BTW I am very organic minded and don't even eat pesticide food and all that. So it would probably be a deal breaker for me.


----------



## 95191 (Nov 8, 2007)

I think there was tread like this a few months ago?????

you also have to think if you plan to garden- "sprays" tend to kill good things you would need as well (buggies and bees)

I'm anti so I wouldn't do it


----------



## Snapdragon (Aug 30, 2007)

yeah, I am a huge organic gardener! It is such a bummer because the house is really nice- I guess I keep hoping that the orchard is big enough that they don't spray near the part that borders the house, or they don't spray practically at all- or something- but yeah, unortunately I can't live next to pesticides! It is the complete opposite of my value system and how I want to live and raise y family. Bummer as the house is nice and actually enrgy conscious and all other good stuff!


----------



## 95191 (Nov 8, 2007)

another thing- it may be LOW spray now, but was it prior? 10 years ago?
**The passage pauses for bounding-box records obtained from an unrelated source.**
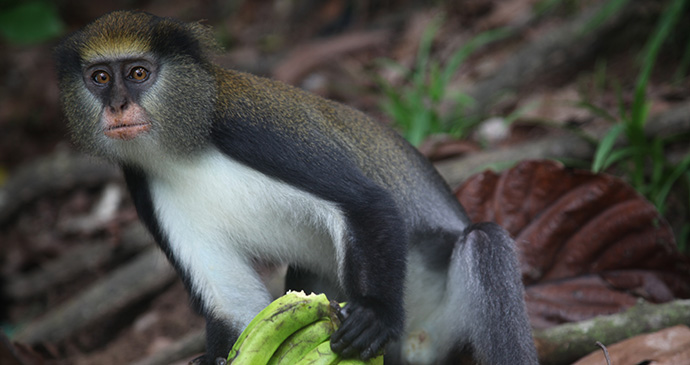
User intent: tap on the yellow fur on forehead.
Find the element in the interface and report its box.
[80,11,153,60]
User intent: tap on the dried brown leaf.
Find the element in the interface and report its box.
[456,161,690,327]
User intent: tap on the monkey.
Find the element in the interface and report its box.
[55,11,537,364]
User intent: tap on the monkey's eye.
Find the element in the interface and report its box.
[129,67,149,81]
[91,71,110,85]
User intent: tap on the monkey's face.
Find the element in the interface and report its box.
[83,58,158,141]
[56,12,216,163]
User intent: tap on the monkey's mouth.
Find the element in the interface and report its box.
[103,122,151,141]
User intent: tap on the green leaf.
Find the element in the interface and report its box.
[0,1,65,44]
[592,124,625,173]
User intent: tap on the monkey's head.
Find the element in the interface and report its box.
[55,11,217,162]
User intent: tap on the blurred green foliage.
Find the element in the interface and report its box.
[0,1,65,44]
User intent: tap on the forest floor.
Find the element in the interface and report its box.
[0,0,690,364]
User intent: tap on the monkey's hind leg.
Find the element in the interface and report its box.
[446,223,538,364]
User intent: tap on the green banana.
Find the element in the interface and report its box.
[268,317,333,365]
[228,292,330,364]
[338,355,383,365]
[295,340,341,365]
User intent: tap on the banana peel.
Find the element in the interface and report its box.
[227,291,383,365]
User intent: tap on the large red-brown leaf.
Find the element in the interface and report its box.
[456,161,690,327]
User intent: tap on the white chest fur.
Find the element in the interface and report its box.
[151,150,345,324]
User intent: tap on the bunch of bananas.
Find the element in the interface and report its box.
[228,291,383,365]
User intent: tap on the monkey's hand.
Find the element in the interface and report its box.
[331,302,403,361]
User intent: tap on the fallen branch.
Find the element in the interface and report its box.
[132,329,206,365]
[534,299,690,365]
[3,222,153,301]
[0,153,121,225]
[13,248,176,344]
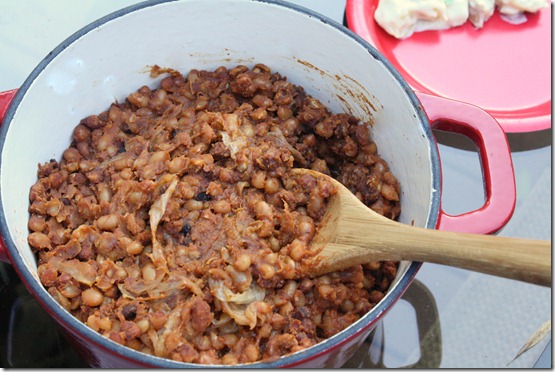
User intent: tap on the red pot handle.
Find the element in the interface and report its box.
[0,89,516,262]
[416,92,516,234]
[0,89,17,263]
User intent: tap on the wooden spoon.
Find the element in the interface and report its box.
[293,169,551,286]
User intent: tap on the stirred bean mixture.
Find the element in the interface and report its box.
[28,64,400,364]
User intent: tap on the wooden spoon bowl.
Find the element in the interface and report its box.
[293,169,551,286]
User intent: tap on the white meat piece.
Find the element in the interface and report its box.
[374,0,469,39]
[495,0,549,15]
[374,0,447,39]
[468,0,495,28]
[415,0,469,32]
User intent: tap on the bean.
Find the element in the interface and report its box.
[341,299,355,313]
[136,318,150,333]
[73,124,91,142]
[125,240,143,255]
[251,172,266,189]
[96,213,119,231]
[254,200,274,220]
[27,214,46,232]
[233,253,251,272]
[141,263,156,282]
[258,264,276,279]
[264,177,280,194]
[289,239,307,261]
[81,288,104,307]
[185,199,204,211]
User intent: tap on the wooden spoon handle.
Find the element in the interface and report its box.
[322,215,551,286]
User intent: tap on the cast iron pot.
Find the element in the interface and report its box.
[0,0,515,368]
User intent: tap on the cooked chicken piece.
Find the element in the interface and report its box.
[374,0,447,39]
[495,0,549,15]
[468,0,495,28]
[374,0,468,39]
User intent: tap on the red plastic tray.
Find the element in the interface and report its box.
[346,0,552,132]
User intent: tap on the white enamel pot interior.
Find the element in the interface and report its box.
[0,0,470,367]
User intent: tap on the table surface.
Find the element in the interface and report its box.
[0,0,552,368]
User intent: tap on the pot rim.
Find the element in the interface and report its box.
[0,0,441,368]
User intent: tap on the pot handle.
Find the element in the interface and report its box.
[0,89,17,263]
[416,92,516,234]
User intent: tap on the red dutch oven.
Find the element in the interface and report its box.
[0,0,515,368]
can you test the water now- how deep and what type of well?


----------



## Snapdragon (Aug 30, 2007)

that's true- perhaps there are decades of chemicals in the ground and water- yuck!!!! sigh, guess I will have to pass it up- yeah, I guess we could ask if we could test the water. I guess there is another house destined for me- I was not 100% on this one- but it is such a nice house- all new and beautifully done with lots of detail and a 5 minute drive to town which is what I want- but I am not into chemicals! I don't use any types of chemicals at all in my life that I can think of - I mean in terms of gardenng, body care, food, cleaners- I am very conscious of that. sigh.


----------



## Snapdragon (Aug 30, 2007)

and of course if it were next to a huge organic apple orchard that would be a lovely asset! oh well.


----------



## gabbyraja (May 26, 2004)

I'm having this same dilemma. I live in mid-MI, and outside the city there is a corn field (guaranteed round-up ready) every few freaking feet. I have to live with the fact that I will be near chemicals, because there is NOWHERE that is not. I'm staying away from the airport, major highways, and being absolutely SURROUNDED by fields. That's the best that I can do. If it's a mile away and there are trees between us and it, that's the best I can find. The house we really want is at least a mile from a field, and surrounded by cows/pasture and a lake. But, they have to fill in the pool before we can get financed, so I don't think it will happen. Sigh...


----------



## iowaorganic (May 19, 2007)

OK- so most towns spray for bugs.... We are organic and have an organic farm- but we live surrounded by conventional farms. When they spray we leave for the day. Not ideal- and I don't like it- but it is life. Unless the well is not in good order it really shouldn't be in your groundwater. Worry about the lakes that go into your aquapher not the farm next door 

eta- I would still think that the good would outweigh the bad in this case- but I am very much for living in the country... And practically speaking- they are in the business of raising good apples and making money- they don't want to spray a drop more than they have to to accomplish that


----------



## Snapdragon (Aug 30, 2007)

thanks- we decided against it for sure. It was a nice house but the location wasn't ideal and the chemical thing wasn't appealing to me.


----------